Several years ago, a group of Mennonites moved into our community. It was a little weird at first, because we didn’t know anything about them, but they’ve been great neighbors. They work hard, they are friendly, they have the cutest babies, and THEY HAVE A BAKERY right down the road from my house. You have not eaten a pound cake until you’ve eaten a 5-Flavor pound cake from Anna Mary’s Bakery.
Not too long after they moved to our community, me and Willard were outside. Two very odd things were happening… first, we were doing yard work, and second, I was wearing a bikini top.
We’ve been hiring someone to mow our yard for years – even WAY before we owned a lawnmower dealership. Why don’t we mow our own yard now? Well, I don’t really know… Anyway, that’s neither here nor there.

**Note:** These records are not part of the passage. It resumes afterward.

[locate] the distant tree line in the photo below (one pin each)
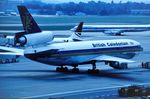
(90, 8)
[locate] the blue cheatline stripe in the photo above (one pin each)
(4, 50)
(116, 28)
(98, 51)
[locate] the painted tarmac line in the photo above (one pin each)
(82, 91)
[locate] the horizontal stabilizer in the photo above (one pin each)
(112, 58)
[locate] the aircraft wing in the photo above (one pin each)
(10, 51)
(112, 58)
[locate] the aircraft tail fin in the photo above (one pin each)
(79, 27)
(29, 24)
(77, 34)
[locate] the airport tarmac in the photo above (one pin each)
(28, 79)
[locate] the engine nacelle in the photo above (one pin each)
(117, 65)
(36, 38)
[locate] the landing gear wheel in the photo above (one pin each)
(58, 69)
(91, 71)
(62, 69)
(75, 70)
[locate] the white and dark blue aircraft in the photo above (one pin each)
(115, 53)
(33, 35)
(114, 29)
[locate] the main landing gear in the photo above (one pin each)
(62, 69)
(93, 70)
(65, 69)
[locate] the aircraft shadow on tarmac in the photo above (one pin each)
(52, 75)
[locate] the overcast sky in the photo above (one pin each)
(116, 1)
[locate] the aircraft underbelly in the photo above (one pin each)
(71, 60)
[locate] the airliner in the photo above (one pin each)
(115, 53)
(114, 29)
(33, 35)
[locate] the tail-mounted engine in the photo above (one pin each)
(44, 37)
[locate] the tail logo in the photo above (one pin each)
(27, 21)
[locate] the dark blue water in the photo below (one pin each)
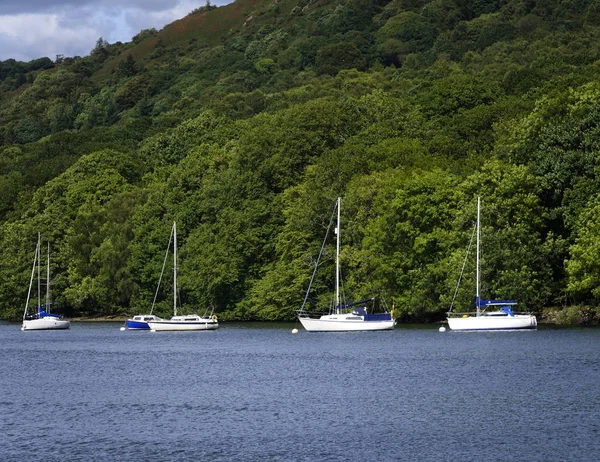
(258, 392)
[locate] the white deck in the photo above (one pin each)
(182, 323)
(343, 323)
(48, 323)
(493, 321)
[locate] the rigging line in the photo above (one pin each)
(463, 268)
(162, 271)
(319, 257)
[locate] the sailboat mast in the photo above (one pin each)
(477, 268)
(337, 261)
(174, 269)
(39, 280)
(31, 280)
(48, 281)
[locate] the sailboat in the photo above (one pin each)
(42, 319)
(187, 322)
(489, 314)
(340, 318)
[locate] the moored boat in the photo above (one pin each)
(489, 314)
(42, 319)
(179, 322)
(342, 317)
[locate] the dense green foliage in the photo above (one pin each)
(245, 122)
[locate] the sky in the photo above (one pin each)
(31, 29)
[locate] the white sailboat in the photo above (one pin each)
(187, 322)
(42, 319)
(500, 315)
(340, 318)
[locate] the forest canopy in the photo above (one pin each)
(244, 123)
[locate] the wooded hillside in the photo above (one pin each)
(245, 122)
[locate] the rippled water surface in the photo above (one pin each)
(258, 392)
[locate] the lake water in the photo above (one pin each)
(257, 392)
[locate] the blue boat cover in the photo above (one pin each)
(44, 314)
(483, 302)
(507, 310)
(347, 305)
(362, 311)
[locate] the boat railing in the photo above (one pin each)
(310, 314)
(453, 314)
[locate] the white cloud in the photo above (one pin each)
(60, 27)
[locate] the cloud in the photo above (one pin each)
(31, 29)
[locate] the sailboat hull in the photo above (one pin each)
(337, 323)
(45, 324)
(493, 322)
(184, 325)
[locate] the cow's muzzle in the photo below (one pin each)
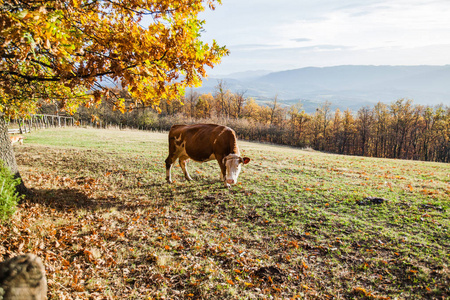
(231, 181)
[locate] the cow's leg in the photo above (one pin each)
(169, 163)
(223, 171)
(183, 165)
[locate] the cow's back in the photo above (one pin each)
(201, 141)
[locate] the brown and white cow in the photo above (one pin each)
(205, 142)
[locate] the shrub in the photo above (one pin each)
(9, 197)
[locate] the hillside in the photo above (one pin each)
(108, 226)
(344, 86)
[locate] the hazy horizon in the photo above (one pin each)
(292, 34)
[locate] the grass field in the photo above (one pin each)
(296, 226)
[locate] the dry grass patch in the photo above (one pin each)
(108, 226)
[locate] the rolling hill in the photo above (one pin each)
(344, 86)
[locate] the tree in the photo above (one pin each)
(364, 128)
(59, 50)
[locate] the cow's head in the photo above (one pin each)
(233, 164)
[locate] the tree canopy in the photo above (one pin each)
(71, 51)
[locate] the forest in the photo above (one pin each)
(401, 129)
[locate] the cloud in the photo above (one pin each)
(291, 33)
(301, 40)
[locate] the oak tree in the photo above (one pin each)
(72, 51)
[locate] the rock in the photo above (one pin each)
(23, 278)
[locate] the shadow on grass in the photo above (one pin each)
(66, 199)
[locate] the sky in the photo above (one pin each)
(278, 35)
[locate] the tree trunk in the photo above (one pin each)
(7, 156)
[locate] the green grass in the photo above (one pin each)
(293, 227)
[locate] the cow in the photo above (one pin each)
(16, 139)
(205, 142)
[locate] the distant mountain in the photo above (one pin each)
(344, 86)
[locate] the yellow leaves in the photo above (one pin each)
(84, 43)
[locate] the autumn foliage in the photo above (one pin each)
(61, 50)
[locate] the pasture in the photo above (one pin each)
(296, 226)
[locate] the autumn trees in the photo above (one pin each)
(397, 130)
(71, 52)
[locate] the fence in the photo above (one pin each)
(39, 121)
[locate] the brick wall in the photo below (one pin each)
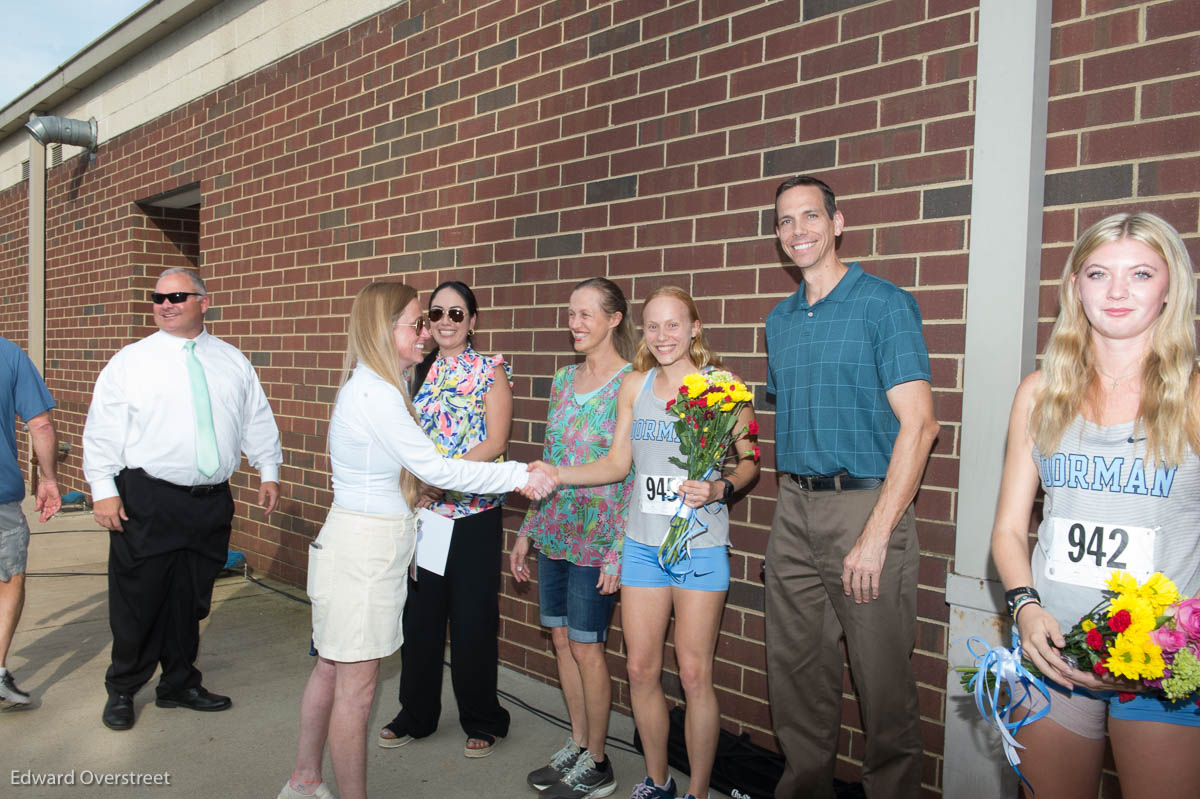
(522, 145)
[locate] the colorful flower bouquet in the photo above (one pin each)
(1140, 632)
(707, 404)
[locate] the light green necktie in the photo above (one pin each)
(207, 458)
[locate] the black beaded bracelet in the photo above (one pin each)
(1013, 596)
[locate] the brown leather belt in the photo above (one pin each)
(834, 482)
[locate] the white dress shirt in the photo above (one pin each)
(372, 437)
(142, 415)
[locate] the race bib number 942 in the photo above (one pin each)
(659, 494)
(1086, 553)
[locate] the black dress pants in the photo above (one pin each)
(161, 571)
(467, 598)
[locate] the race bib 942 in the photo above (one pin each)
(659, 494)
(1086, 553)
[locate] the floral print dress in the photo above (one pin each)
(585, 524)
(450, 403)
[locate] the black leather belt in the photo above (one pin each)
(834, 482)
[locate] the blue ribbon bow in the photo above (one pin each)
(1011, 689)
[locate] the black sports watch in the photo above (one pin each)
(1015, 595)
(729, 491)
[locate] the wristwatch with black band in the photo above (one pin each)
(729, 491)
(1018, 596)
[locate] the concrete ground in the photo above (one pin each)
(253, 648)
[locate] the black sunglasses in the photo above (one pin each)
(456, 314)
(177, 298)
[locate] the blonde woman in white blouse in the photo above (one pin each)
(359, 563)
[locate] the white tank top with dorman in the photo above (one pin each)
(1107, 509)
(654, 440)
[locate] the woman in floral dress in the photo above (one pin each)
(465, 402)
(579, 533)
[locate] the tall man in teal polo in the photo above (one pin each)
(855, 424)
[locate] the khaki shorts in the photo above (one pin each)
(13, 541)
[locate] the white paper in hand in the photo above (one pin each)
(433, 533)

As for the bikini top. Ugh. I had a tank top over it but I took it off for some reason. I’ve NEVER been in my front yard in a bikini top because, well, just because. It’s TMI, trust me. Anyway, I took it off and I was pulling weeds right up against the house, thinking no one would see me. I was squatted down with my back to the road. No biggie. Then a truck pulls in the driveway. Crap. I figured (hoped) they were just turning around, and I also thought I’d draw more attention to myself if I stood up to go in the house, so I just stayed put. Willard walked over and started talking to the driver. In a minute or so, I hear Willard say, “Hey, Amy, come here!” Double crap. I stood up and pulled on my tank top, and noticed then that it was ripped and small and covered not much more than the bikini top. As I got closer to the truck, I noticed the passenger wearing a little white hat… omg. The Mennonites were in my driveway and I had on a BIKINI!?!? In case you don’t know, this is how Mennonite women dress….
Can it get any worse? Oh yes, it can. Willard introduces me to the driver, who just happens to be the Mennonite PREACHER. I’m fairly sure my name was at the top of the prayer list the next day…Please pray for Willard’s heathen wife who runs around the yard half naked…
Here's a picture of me in my bikini.
So, fast forward to present day. There’s this Mennonite lady who thinks Willard is so nice. She knocked on my door today and handed me a homemade gigantic cinnamon roll that was STILL WARM. All because my husband is so nice. Say what? It probably would have been appropriate for me to make sure she had the right house, but you think I’m turning down a homemade cinnamon roll? You got that right!
So, on day 20, I am thankful for the Mennonite folks who brighten my life with their cute kids and their baked goods.